In the paper
The volume of a small geodesic ball in a Riemannian manifold, Michigan Mathematical Journal 20 (1973), doi: 10.1307/mmj/1029001150
A. Gray proved the following result:
Let $M$ be a Riemannian manifold of dimension $n$ with positive scalar Ricci curvature at $x \in M$. If $R$ is a sufficiently small real number, calling $B(x, \, R)$ a geodesic ball of radius $R$ centered at $x$, we have $$\mathrm{vol} \,(B(x, \, R)) \leq C R^n,$$ where $C$ is a constant depending only on $n$.
My question involves balls of sufficiently big radius, instead of sufficiently small one.

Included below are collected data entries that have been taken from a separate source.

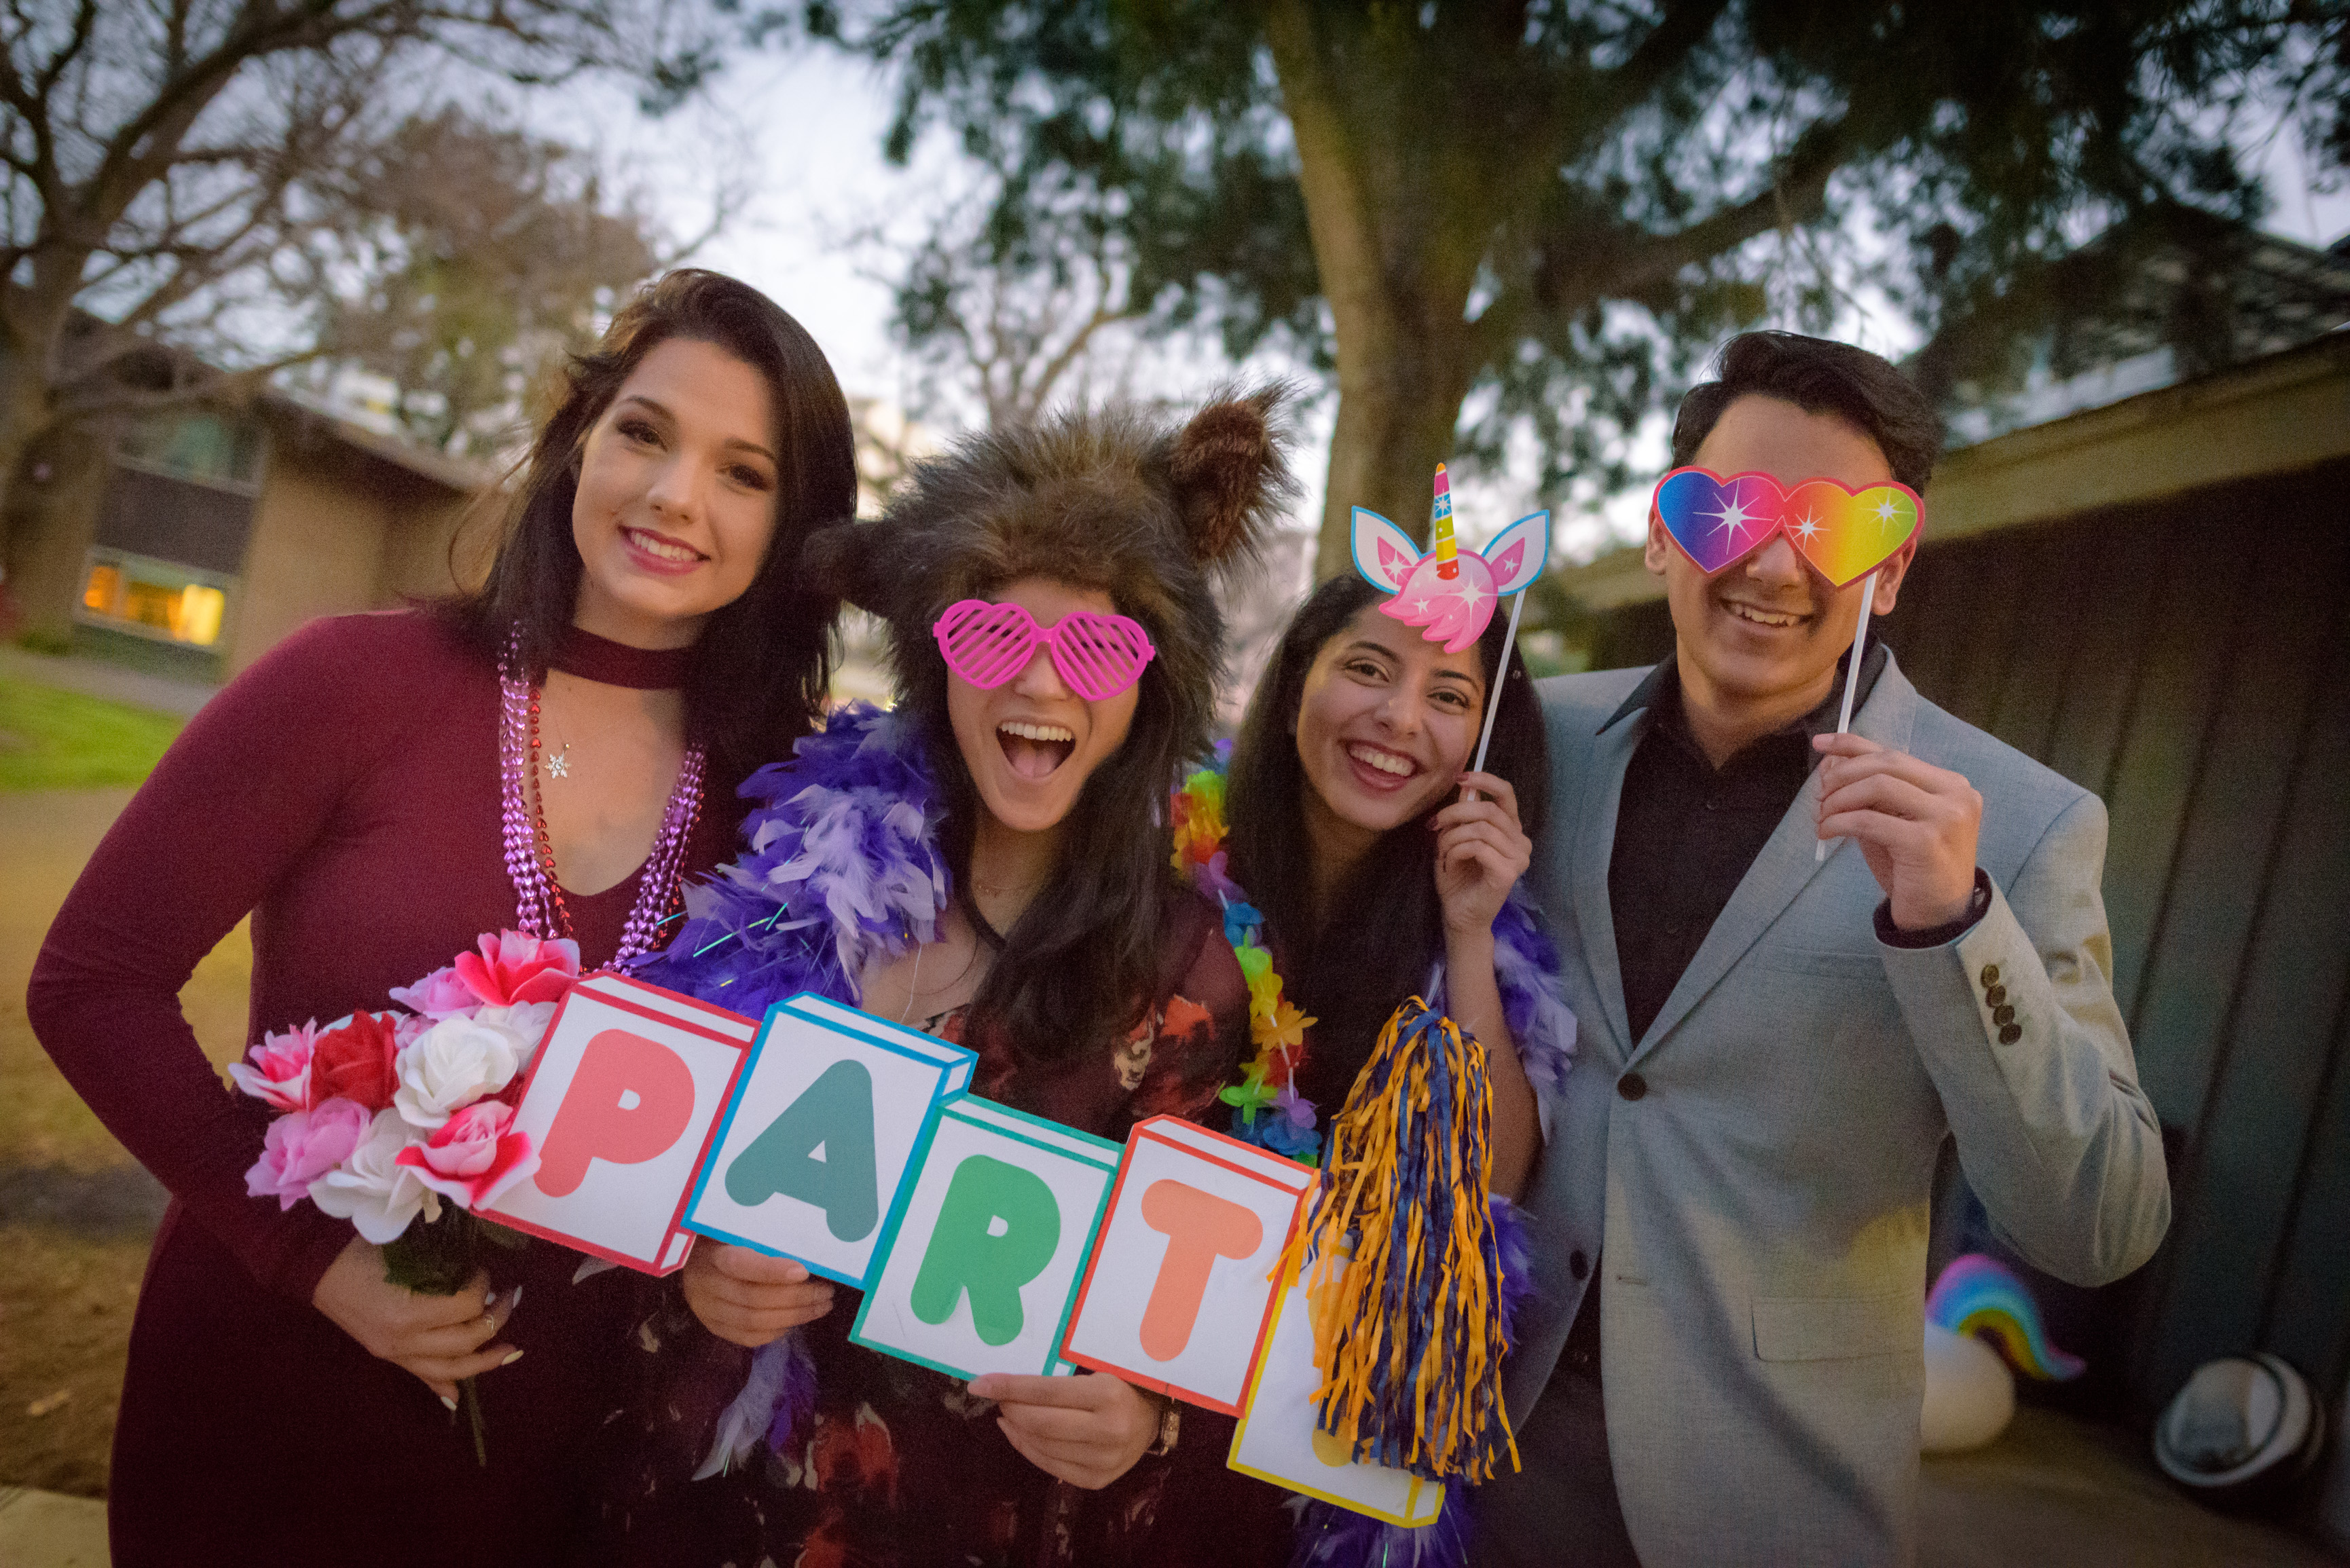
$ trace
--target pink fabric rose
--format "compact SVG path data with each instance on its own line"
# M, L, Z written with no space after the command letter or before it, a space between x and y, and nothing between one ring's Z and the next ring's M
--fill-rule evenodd
M487 941L489 939L484 937L482 940ZM466 956L470 958L473 955L469 953ZM435 1023L443 1018L454 1018L460 1013L471 1017L473 1009L482 1005L482 999L475 996L473 988L458 975L454 964L443 964L414 985L393 986L391 999Z
M269 1124L261 1158L244 1173L244 1190L275 1198L278 1212L307 1198L310 1183L351 1157L374 1117L350 1100L325 1100L308 1110L289 1111Z
M482 938L480 953L459 953L452 967L484 1006L555 1002L579 983L579 944L500 931Z
M538 1168L530 1135L514 1130L514 1115L498 1100L467 1106L430 1138L401 1149L399 1162L458 1207L486 1208Z
M228 1075L238 1088L273 1111L307 1110L310 1053L317 1044L315 1018L283 1034L265 1034L260 1044L245 1053L246 1061L228 1064Z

In other words, let me as what follows:
Let $M \subset \mathbb{R}^N$ be an (unbounded) embedded submanifold of dimension $n$. Under which conditions on $M$ and $x \in M$ it is possible to find constants $C$ and $\gamma$ such that $$\mathrm{vol} \,(B(x, \, R)) \leq C R^{\gamma}$$ for all $R >>0$?
I am not an expert on differential geometry, so I apologize in advance if my formulation of the problem is not optimal, or if the answer turns out to be somehow trivial.
Any reference to the relevant literature will be greatly appreciated.